Adult rabbit cardiomyocytes were harvested by a modification of the Langendorff method, an enzymatic digestion. Briefly, the heart was removed and placed on the Langendorff apparatus, attached by the aorta, and washed. Enzyme buffer solution (500 ml of Joklik solution and 5 ml of HEPES) was added, and 38 mg of collagenase and 30 mg of hyaluronidase were added to the enzyme buffer and perfused through the heart for 11 min. After 32 mg of pronase were added to 20 ml of enzyme buffer solution, the solution was perfused for 35 min. At this time, the heart was removed from the apparatus, placed in enzyme buffer, moved to the tissue culture hood, minced, processed, and plated (3). Immediately after enzymatic extraction, rabbit cardiomyocytes were plated at 1 × 106 rods/60-mm dish (Falcon) coated with laminin (10 μg/ml; GIBCO). The cells from the isolated heart preparation were maintained in cardiomyocyte culture medium consisting of medium 199 (GIBCO), 20% horse serum, 15 mM HEPES, and 100 U/ml of penicillin-streptomycin. To ensure that the primary adult cardiomyocytes retained their cardiac phenotype, the culture was observed daily, and a rod-shaped morphology with slow but spontaneous beating was confirmed for up to 1 wk after harvest. CM was prepared as follows: culture medium was aspirated from the dishes every 24 h and passed through a 0.22-μm filter to remove cellular debris. The resulting medium contained soluble factors secreted by cardiomyocytes over a 24-h period. For the cardiomyocyte CM experimental groups, culture chambers were filled with 4 ml of CM and 1 ml of myoblast culture medium.

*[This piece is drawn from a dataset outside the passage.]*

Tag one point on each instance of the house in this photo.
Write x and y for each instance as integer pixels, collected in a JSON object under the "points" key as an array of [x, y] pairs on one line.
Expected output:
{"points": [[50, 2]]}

3-D specimens were harvested at 1 or 14 days, fixed in 4% formaldehyde for 1 h, and embedded in paraffin. MyoD primary antibody (Oncogene, Boston, MA) was diluted to 2 μg/ml, and proliferating cell nuclear antigen (PCNA; Dako) primary antibody was diluted 1:400; each antigen was individually applied for 1 h. Antibody-antigen complexes were amplified with the Vectastain Elite ABC Kit (Vector Laboratories) and visualized using diaminobenzidine (Vector Laboratories). TdT-mediated dUTP nick-end labeling was performed using an ApopTag Peroxidase In Situ Apoptosis Detection Kit (catalog no. S7100, Chemicon) and visualized using diaminobenzidine, according to the manufacturer's instructions (19). F-actin fibers were stained with rhodamine phalloidin (catalog no. R415, Molecular Probes), 20 μl of stock per 200 ml of 1% BSA, for 25 min at 37°C. The slides were rinsed with PBS-Tween 20 five times for 5 min each time to remove any nonspecific staining and then mounted with Cytoseal.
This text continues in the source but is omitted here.